Gastric intestinal metaplasia as detected by a monoclonal antibody is highly associated with gastric adenocarcinoma

  1. Z K Mirza1,
  2. K K Das1,
  3. J Slate1,
  4. R N Mapitigama2,
  5. P S Amenta1,
  6. L H Griffel1,
  7. L Ramsundar1,
  8. J Watari3,
  9. K Yokota3,
  10. H Tanabe3,
  11. T Sato3,
  12. Y Kohgo3,
  13. K M Das1
  1. 1Departments of Medicine and Pathology, UMDNJ-Robert Wood Johnson Medical School, New Brunswick, NJ, USA
  2. 2Muhlenberg Regional Medical Center, Plainfield, NJ, USA
  3. 3Asahikawa Medical College, Asahikawa, Japan
  1. Correspondence to:
    Dr K M Das, UMDNJ-Robert Wood Johnson Medical School, 1 Robert Wood Johnson Place, New Brunswick, NJ 08903, USA;
    Daskm{at}umdnj.edu
  • Accepted 17 December 2002

Abstract

Background: Some forms of gastric intestinal metaplasia (GIM) may be precancerous but the cellular phenotype that predisposes to gastric carcinogenesis is not well characterised. Mucin staining, as a means of differentiating GIM, is difficult. A monoclonal antibody, mAb Das-1 (initially called 7E12H12), whose staining is phenotypically specific to colon epithelium, was used to investigate this issue.

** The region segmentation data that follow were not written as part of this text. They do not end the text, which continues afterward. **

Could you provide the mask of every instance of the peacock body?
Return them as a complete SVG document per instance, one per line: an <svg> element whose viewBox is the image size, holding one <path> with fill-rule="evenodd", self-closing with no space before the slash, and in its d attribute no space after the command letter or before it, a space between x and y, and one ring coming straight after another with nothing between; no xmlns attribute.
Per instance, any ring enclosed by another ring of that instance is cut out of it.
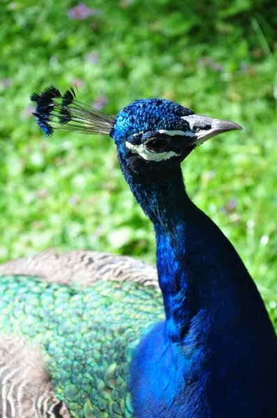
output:
<svg viewBox="0 0 277 418"><path fill-rule="evenodd" d="M159 286L154 267L90 251L3 265L3 417L276 418L274 328L233 247L188 197L180 165L240 127L159 99L113 119L72 90L32 98L47 134L113 138L154 225Z"/></svg>
<svg viewBox="0 0 277 418"><path fill-rule="evenodd" d="M155 268L92 251L46 251L3 265L0 274L9 270L17 274L0 281L6 416L132 417L132 353L164 317ZM37 277L20 275L32 270ZM24 412L26 393L33 405Z"/></svg>

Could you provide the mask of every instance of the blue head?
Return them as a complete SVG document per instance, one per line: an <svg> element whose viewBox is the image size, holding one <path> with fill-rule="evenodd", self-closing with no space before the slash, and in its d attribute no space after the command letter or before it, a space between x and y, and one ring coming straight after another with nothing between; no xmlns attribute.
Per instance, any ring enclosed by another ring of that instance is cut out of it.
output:
<svg viewBox="0 0 277 418"><path fill-rule="evenodd" d="M37 121L47 134L60 129L109 134L118 147L123 173L141 177L165 176L208 138L241 127L228 121L196 115L180 104L161 99L136 100L116 118L76 100L72 88L63 95L51 86L31 100Z"/></svg>

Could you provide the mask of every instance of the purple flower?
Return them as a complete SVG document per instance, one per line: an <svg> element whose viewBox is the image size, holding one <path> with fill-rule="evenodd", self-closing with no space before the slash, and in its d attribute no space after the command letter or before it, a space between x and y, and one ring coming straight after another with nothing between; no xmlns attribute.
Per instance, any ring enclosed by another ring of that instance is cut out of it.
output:
<svg viewBox="0 0 277 418"><path fill-rule="evenodd" d="M100 95L92 102L91 105L97 110L102 110L109 103L109 99L105 95Z"/></svg>
<svg viewBox="0 0 277 418"><path fill-rule="evenodd" d="M72 20L84 20L90 16L97 16L101 15L101 13L100 10L89 8L83 2L68 10L68 17Z"/></svg>

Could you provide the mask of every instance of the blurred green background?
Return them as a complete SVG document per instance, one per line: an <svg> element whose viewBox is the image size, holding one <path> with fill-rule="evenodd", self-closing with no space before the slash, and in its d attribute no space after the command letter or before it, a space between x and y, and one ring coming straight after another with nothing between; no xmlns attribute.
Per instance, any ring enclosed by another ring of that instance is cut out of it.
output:
<svg viewBox="0 0 277 418"><path fill-rule="evenodd" d="M2 0L0 9L1 261L54 247L154 262L152 225L112 140L45 138L29 96L76 84L80 100L112 115L138 98L167 98L244 127L198 148L184 176L277 320L274 2Z"/></svg>

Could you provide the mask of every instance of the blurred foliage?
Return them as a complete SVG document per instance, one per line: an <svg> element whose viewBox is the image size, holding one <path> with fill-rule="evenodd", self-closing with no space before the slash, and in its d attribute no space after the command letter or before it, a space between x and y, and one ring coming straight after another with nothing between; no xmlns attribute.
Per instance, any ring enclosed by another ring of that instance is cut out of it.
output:
<svg viewBox="0 0 277 418"><path fill-rule="evenodd" d="M76 84L81 101L113 115L137 98L168 98L244 128L197 148L184 176L277 320L274 2L2 0L0 11L1 259L54 247L154 261L152 226L111 139L44 139L29 96Z"/></svg>

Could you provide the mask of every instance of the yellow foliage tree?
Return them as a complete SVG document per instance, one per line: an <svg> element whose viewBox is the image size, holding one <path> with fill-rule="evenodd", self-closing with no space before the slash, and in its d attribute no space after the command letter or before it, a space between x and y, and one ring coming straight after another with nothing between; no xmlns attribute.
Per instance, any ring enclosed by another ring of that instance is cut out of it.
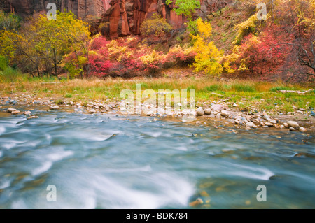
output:
<svg viewBox="0 0 315 223"><path fill-rule="evenodd" d="M229 73L234 72L230 67L228 61L223 62L224 52L218 50L213 41L210 41L211 36L212 27L209 22L204 22L202 19L197 20L197 27L199 34L191 34L195 41L194 50L197 55L195 57L195 66L197 72L203 71L206 74L213 76L220 75L223 70Z"/></svg>

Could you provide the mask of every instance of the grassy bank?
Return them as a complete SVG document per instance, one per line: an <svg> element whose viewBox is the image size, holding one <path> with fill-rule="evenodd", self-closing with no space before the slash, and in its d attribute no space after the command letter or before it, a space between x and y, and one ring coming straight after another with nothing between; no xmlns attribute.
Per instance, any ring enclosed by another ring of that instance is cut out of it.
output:
<svg viewBox="0 0 315 223"><path fill-rule="evenodd" d="M282 93L279 90L307 90L314 86L301 86L281 82L267 82L253 80L218 80L207 78L136 78L123 80L64 80L21 79L16 82L0 83L1 96L31 94L37 98L50 98L60 102L63 100L88 103L91 100L119 101L123 89L136 89L141 84L142 89L195 89L197 104L212 101L231 102L248 110L268 110L288 113L293 111L293 106L309 110L315 107L315 91L305 94ZM59 100L59 101L58 101ZM241 102L241 103L240 103ZM278 106L276 107L276 106Z"/></svg>

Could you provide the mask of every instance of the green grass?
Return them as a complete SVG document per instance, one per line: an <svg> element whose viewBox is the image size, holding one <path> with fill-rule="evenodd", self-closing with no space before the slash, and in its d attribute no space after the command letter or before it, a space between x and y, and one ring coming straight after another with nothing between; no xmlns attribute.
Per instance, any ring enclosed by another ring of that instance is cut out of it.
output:
<svg viewBox="0 0 315 223"><path fill-rule="evenodd" d="M59 81L54 78L46 79L22 78L18 82L0 82L0 93L3 96L12 96L11 94L34 94L36 96L52 97L88 103L91 100L119 101L123 89L136 90L136 85L141 84L141 89L195 89L196 101L211 103L228 99L232 103L242 102L240 107L250 110L255 107L257 110L288 113L293 111L292 106L298 108L309 109L315 107L315 92L306 94L278 92L278 89L309 89L312 86L303 87L283 82L258 82L252 80L220 80L209 78L121 78L75 79ZM215 94L212 94L215 93ZM62 101L59 101L61 103ZM275 103L279 108L275 108ZM250 106L251 105L251 107ZM232 105L231 105L232 106Z"/></svg>

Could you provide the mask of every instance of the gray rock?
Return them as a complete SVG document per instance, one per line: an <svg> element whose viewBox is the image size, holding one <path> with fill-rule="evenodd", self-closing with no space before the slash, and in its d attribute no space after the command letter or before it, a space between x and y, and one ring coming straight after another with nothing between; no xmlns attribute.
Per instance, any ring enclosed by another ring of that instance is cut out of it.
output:
<svg viewBox="0 0 315 223"><path fill-rule="evenodd" d="M221 115L223 117L229 117L229 113L225 110L223 110L221 111Z"/></svg>
<svg viewBox="0 0 315 223"><path fill-rule="evenodd" d="M210 108L207 108L204 110L204 114L209 115L211 114L211 110Z"/></svg>
<svg viewBox="0 0 315 223"><path fill-rule="evenodd" d="M28 120L31 120L31 119L34 119L34 118L38 118L38 116L32 115L31 117L29 117L27 119Z"/></svg>
<svg viewBox="0 0 315 223"><path fill-rule="evenodd" d="M241 123L241 120L236 119L235 120L234 120L234 122L235 122L235 124L239 124L239 123Z"/></svg>
<svg viewBox="0 0 315 223"><path fill-rule="evenodd" d="M300 127L299 124L295 121L288 121L288 125L289 127L297 129Z"/></svg>
<svg viewBox="0 0 315 223"><path fill-rule="evenodd" d="M12 113L12 112L16 110L15 108L8 108L8 113Z"/></svg>
<svg viewBox="0 0 315 223"><path fill-rule="evenodd" d="M49 109L50 109L50 110L58 110L59 108L59 108L58 106L52 106L49 107Z"/></svg>
<svg viewBox="0 0 315 223"><path fill-rule="evenodd" d="M94 114L94 113L96 113L96 110L94 110L94 109L91 109L91 110L89 110L89 113L90 113L90 114Z"/></svg>
<svg viewBox="0 0 315 223"><path fill-rule="evenodd" d="M196 114L197 114L197 115L199 115L199 116L204 115L204 109L202 108L198 108L198 109L197 109L197 110L196 110Z"/></svg>
<svg viewBox="0 0 315 223"><path fill-rule="evenodd" d="M20 113L20 110L13 110L11 114L12 115L18 115L18 113Z"/></svg>
<svg viewBox="0 0 315 223"><path fill-rule="evenodd" d="M270 120L269 122L272 123L272 124L276 124L276 120Z"/></svg>
<svg viewBox="0 0 315 223"><path fill-rule="evenodd" d="M302 131L302 132L305 132L305 131L307 131L307 129L301 127L299 128L299 131Z"/></svg>
<svg viewBox="0 0 315 223"><path fill-rule="evenodd" d="M313 110L312 110L310 115L312 116L315 116L315 113Z"/></svg>
<svg viewBox="0 0 315 223"><path fill-rule="evenodd" d="M256 128L257 127L252 122L248 122L246 124L246 127L248 128Z"/></svg>
<svg viewBox="0 0 315 223"><path fill-rule="evenodd" d="M24 113L24 115L31 115L31 112L29 110L27 110Z"/></svg>
<svg viewBox="0 0 315 223"><path fill-rule="evenodd" d="M211 109L215 111L221 111L224 109L224 106L219 104L214 104L211 106Z"/></svg>

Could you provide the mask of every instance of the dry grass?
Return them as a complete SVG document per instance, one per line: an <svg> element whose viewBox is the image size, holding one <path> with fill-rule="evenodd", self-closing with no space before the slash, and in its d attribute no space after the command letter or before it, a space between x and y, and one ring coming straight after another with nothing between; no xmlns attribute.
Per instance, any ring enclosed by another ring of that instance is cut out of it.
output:
<svg viewBox="0 0 315 223"><path fill-rule="evenodd" d="M259 109L275 110L275 104L284 111L290 111L292 105L309 109L315 107L315 92L307 94L279 93L279 89L309 89L314 86L303 87L281 82L268 82L249 80L217 80L202 78L148 78L130 80L108 78L100 79L75 79L66 80L31 80L11 83L0 83L2 96L31 94L36 97L59 99L88 103L90 100L119 101L123 89L136 89L141 84L142 90L195 89L197 103L227 100L238 103L246 101L257 105ZM263 99L263 100L262 100Z"/></svg>

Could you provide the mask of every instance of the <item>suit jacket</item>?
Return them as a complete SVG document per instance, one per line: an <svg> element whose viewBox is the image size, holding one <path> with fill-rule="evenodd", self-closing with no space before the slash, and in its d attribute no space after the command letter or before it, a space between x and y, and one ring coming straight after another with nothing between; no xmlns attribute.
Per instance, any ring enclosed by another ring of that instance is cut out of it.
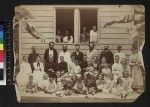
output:
<svg viewBox="0 0 150 107"><path fill-rule="evenodd" d="M53 63L57 62L57 51L56 49L53 49ZM45 64L49 63L49 48L46 49L45 53L44 53L44 60L45 60Z"/></svg>
<svg viewBox="0 0 150 107"><path fill-rule="evenodd" d="M75 56L75 59L78 60L79 62L83 61L83 53L81 51L79 51L78 55L75 51L75 52L72 53L71 56Z"/></svg>
<svg viewBox="0 0 150 107"><path fill-rule="evenodd" d="M101 52L101 54L100 54L100 63L101 63L102 57L106 58L106 62L108 64L112 65L114 63L114 55L110 50L108 50L107 52L106 51Z"/></svg>

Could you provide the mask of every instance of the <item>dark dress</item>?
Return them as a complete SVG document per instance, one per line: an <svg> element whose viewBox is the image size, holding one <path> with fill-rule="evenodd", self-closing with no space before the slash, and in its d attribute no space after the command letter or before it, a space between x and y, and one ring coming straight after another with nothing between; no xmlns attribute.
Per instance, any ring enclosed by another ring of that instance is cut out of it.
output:
<svg viewBox="0 0 150 107"><path fill-rule="evenodd" d="M71 56L75 56L75 59L78 60L79 63L83 61L83 53L82 53L81 51L79 51L78 54L77 54L77 52L75 51L75 52L73 52L73 53L71 54Z"/></svg>
<svg viewBox="0 0 150 107"><path fill-rule="evenodd" d="M32 72L34 71L33 63L36 62L36 58L39 56L38 53L30 53L28 57L28 62L31 65Z"/></svg>
<svg viewBox="0 0 150 107"><path fill-rule="evenodd" d="M87 61L82 61L79 63L79 66L81 67L81 75L83 76L83 74L86 72L86 67L88 66Z"/></svg>
<svg viewBox="0 0 150 107"><path fill-rule="evenodd" d="M100 63L101 63L102 57L105 57L106 58L106 63L108 63L112 66L112 64L114 63L114 55L110 50L101 52L101 54L100 54Z"/></svg>
<svg viewBox="0 0 150 107"><path fill-rule="evenodd" d="M64 73L68 72L68 64L67 62L60 62L58 64L58 68L57 70L61 73L62 71L64 71ZM62 74L62 73L61 73Z"/></svg>

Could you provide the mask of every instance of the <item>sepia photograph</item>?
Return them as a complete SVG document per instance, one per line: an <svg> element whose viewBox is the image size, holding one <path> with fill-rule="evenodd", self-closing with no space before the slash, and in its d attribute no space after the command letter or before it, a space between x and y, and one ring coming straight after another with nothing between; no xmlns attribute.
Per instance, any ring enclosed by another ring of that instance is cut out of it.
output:
<svg viewBox="0 0 150 107"><path fill-rule="evenodd" d="M142 5L20 5L13 18L20 103L127 103L145 91Z"/></svg>

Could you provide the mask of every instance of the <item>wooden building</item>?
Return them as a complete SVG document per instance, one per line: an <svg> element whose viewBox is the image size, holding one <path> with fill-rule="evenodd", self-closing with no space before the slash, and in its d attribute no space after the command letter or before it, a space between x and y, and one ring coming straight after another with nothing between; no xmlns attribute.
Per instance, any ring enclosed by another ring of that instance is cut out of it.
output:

Methods: Using mAb Das-1, by a sensitive immunoperoxidase assay, we examined histologically confirmed GIM specimens from two countries, the USA and Japan. A total of 150 patients comprised three groups: group A, GIM (fields away from the cancer area) from patients with gastric carcinoma (n=60); group B, GIM with chronic gastritis (without gastric carcinoma) (n=72); and group C, chronic gastritis without GIM (n=18).

Results: Fifty six of 60 (93%) patients with GIM (both goblet and non-goblet metaplastic cells) from group A reacted intensely with mAb Das-1. Cancer areas from the same 56 patients also reacted. In contrast, 25/72 (35%) samples of GIM from patients in group B reacted with mAb Das-1 (group A v B, p<0.0001). None of the samples from group C reacted with the mAb.

Conclusions: Reactivity of mAb Das-1 is clinically useful to simplify and differentiate the phenotypes of GIM. The colonic phenotype of GIM, as identified by mAb Das-1, is strongly associated with gastric carcinoma.